Qazi Khuda Bakhsh Morai ([Sindhi: قاضي خدابخش مورائي], 1894 - February 20, 1944) was a freedom fighter, journalist, social reformist and Lawyer of Sindh. He was an active member of the Khilafat Movement and served as the first Muslim Mayor of Karachi from 3 May 1935 to 9 May 1936. He also served as an editor of Sindhi language daily Al-Waheed.

Early life and education 
Qazi Khuda Bakhsh was born on 1 August 1894 in Moro, Naushehro Feroz District, Sindh, Bombay Presidency, British India (now Pakistan). He received early education from his father Maulvi Qazi Nabi Bakhsh Morai and then at primary school Moro. He passed matriculation examination from Sindh Maderatul Islam High School (now University) Karachi in 1914. He also studied one year at D.J. Sindh College Karachi. He earned a bachelor of arts degree from Aligarh Muslim College in 1921 and an LL.B degree from Meerut Law College in 1926.

Political career 

Bakhsh was a very talented and active student since his young age. He was a good speaker and skilled debater. During his studies at Aligarh Muslim College, he emerged out as one of the most prominent and well-known orators of the college and won two medals in the debate competitions. He was elected vice president of Aligarh Student Union in 1919.  He actively participated in the Khilafat Movement of Maulana Muhammad Ali Johar and the civil disobedience movement of Mahatma Gandhi. He served as member of the working committee of All India Congress and personal assistant to Maulana Muhammad Ali Johar. Accompanied with Maulana Johar, he addressed many gatherings of the Khilafat Movement in various cities of the British India. He also worked as secretary of the provincial Khilafat committee of Sindh and editor of daily Al-Waheed. Due to his active participation in the khilafat movement he was jailed in Karachi and Pune in 1922. During his imprisonment, he studied tafseer of the Quran from Maulana Muhammad Akram Balai.

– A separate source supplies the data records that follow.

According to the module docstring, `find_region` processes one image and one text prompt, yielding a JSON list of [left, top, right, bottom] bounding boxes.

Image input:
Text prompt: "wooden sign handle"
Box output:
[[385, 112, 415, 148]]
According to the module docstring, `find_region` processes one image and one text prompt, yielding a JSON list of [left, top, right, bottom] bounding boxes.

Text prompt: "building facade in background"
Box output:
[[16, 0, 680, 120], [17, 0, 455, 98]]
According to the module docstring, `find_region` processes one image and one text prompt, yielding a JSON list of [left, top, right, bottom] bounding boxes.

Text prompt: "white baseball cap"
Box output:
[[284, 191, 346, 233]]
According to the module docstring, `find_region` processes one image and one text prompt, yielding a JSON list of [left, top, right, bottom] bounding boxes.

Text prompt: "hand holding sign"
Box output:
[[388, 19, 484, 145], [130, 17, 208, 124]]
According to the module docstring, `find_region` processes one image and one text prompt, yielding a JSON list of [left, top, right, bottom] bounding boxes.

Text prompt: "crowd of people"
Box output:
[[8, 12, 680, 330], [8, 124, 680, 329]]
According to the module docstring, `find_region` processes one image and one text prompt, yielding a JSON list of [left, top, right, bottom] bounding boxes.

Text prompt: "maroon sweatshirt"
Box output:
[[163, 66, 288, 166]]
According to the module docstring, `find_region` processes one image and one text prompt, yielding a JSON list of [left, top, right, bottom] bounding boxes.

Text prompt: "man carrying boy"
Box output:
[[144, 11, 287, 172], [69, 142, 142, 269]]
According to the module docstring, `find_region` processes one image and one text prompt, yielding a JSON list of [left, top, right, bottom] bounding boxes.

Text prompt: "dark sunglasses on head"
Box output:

After collapse of the Khilafat movement, he recontinued his studies and earned a law degree from Meerut Law college in 1926 and started his law practice in Karachi. He was elected unopposed as deputy mayor of Karachi in 1934 and first Muslim mayor of Karachi in 1935. As a mayor, he took numerous measures to strengthen the infrastructure of backward areas of the city. He opened many new schools and colleges including the Sindh Muslim (S.M.) college Karachi. He also upgraded the Sindh Madersatul Islam High School as a college.

He was appointed as public prosecutor of Sindh in 1943 and remained on this post until his death.

Death 
Qazi Khuda Bakhsh died on 20 February 1944 at the age of 48 years. His final resting place is Mewa Shah graveyard Karachi.